Does an Idaho law that categorically bans transgender women and girls from participating in female school sports and subjects all female athletes to a potential sex verification process violate the Equal Protection Clause of the Fourteenth Amendment?


Opinions:

Majority - Judge Wardlaw

Yes, the Idaho law likely violates the Equal Protection Clause. A law that discriminates on the basis of transgender status and sex is subject to heightened scrutiny, and Idaho failed to provide an 'exceedingly persuasive justification' for the Act. The court reasoned that heightened scrutiny applies for two independent reasons: the Act discriminates based on transgender status, which the Ninth Circuit treats as a quasi-suspect class, and it discriminates based on sex by subjecting only female athletes to an invasive sex verification process. The court concluded the Act is not substantially related to the state's asserted interest in promoting sex equality and athletic opportunities for women. The state provided no evidence that a categorical ban was necessary, especially given that existing policies already regulated transgender participation and there was no history of transgender athletes displacing cisgender women in Idaho. Furthermore, the invasive and overbroad sex verification provision demonstrated a profound lack of 'means-ends fit,' undermining the state's purported objective and instead appearing designed to exclude a politically unpopular group.



Analysis:

This decision solidifies the Ninth Circuit's position that laws discriminating against transgender individuals are subject to heightened scrutiny under the Equal Protection Clause. By treating anti-transgender discrimination as a form of sex discrimination, the court aligns constitutional analysis with the Supreme Court's statutory interpretation in Bostock v.
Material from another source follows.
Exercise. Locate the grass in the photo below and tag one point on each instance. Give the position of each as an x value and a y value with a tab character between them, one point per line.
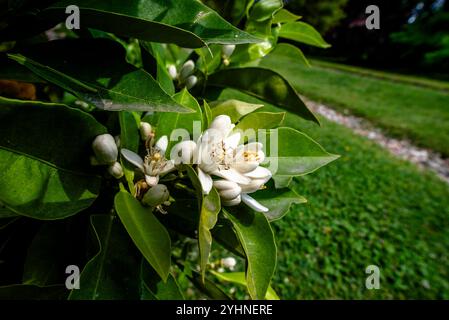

Clayton County. The ruling establishes a significant precedent that challenges the constitutionality of similar categorical bans on transgender athletes, requiring states to provide substantial, fact-based evidence rather than relying on speculation or stereotypes to justify such exclusionary policies. This makes it more difficult for states within the Ninth Circuit to enact and defend broad prohibitions on transgender participation in sports.